ART | EXPO

Connexions

05 Avr - 04 Août 2012
Vernissage le 05 Avr 2012

«Connexions» se présente comme un parcours d’élastiques en tension. Chaque ensemble est envisagé comme une sculpture habitant le volume où elle se trouve et proposant de lui donner un mouvement, une dynamique. Les lignes ainsi tendues mettent «en connexion» de multiples éléments: sol-mur-verrière, mur-portique-sol, béton-lumière-pierre-vent.

Anne-Flore Cabanis
Connexions

Les interventions dans l’espace imaginent la présence d’un invisible et le révèlent en rompant un silence visuel. Elles produisent des apparitions et disparitions de lignes et de couleurs qui ouvrent une lecture, donnent une direction, proposent un mouvement.
Connexions se présente comme un parcours d’élastiques en tension, installés dans quatre espaces du Centquatre (la nef Curial, la halle Aubervilliers, les ateliers 0 et 2).

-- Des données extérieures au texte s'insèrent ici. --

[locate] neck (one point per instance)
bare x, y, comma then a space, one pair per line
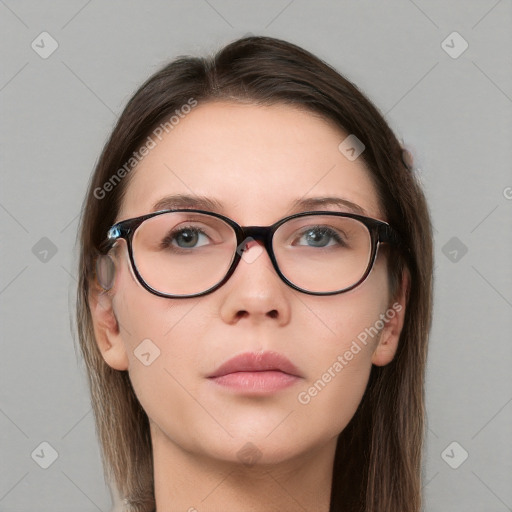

Chaque ensemble d’élastiques est envisagé comme une sculpture habitant le volume où elle se trouve et proposant de lui donner un mouvement, une dynamique. Les lignes ainsi tendues mettent «en connexion» de multiples éléments: sol/mur/verrière, mur/portique/sol, béton/lumière/pierre/vent, surface/volume/mouvement, institution/spectateur/artiste, etc. La rencontre avec cette proposition peut se faire en la regardant, la touchant, l’enjambant. La proposition de l’installation conçoit également l’œuvre comme un obstacle à partir duquel (et dans lequel) le public est invité à se positionner, inventer sa présence dans le moment du contact avec l’œuvre, au sens propre et figuré.

Très personnel, l’univers plastique d’Anne-Flore Cabanis peut s’envisager comme une continuation spatialisée de ses dessins. Dessiné à main levée, le trait ne se recoupe jamais, et tourne toujours à angle droit. C’est en observant la trajectoire aléatoire de son stylo à bille sur le papier qu’Anne-Flore Cabanis a tiré, en 2001, un protocole qui guidera désormais sa pratique. En résulte une écriture qui suspend l’attention et plonge l’esprit dans un flottement introspectif.

Après l’expérience d’un voyage d’étude au Brésil, elle traduit ce langage dans l’espace en lui faisant prendre différentes formes: performance, pièce sonore, collages au ruban adhésif in situ, spirales. Ses installations cherchent à dessiner le bruit de l’espace et jouent avec l’architecture de lieux, privés ou publics. Ainsi les interventions d’Anne-Flore Cabanis imaginent la présence d’un invisible et le révèlent en rompant un silence visuel. Elle produit des apparitions et disparitions de lignes et de couleurs qui ouvrent une lecture, donnent une direction, proposent un mouvement.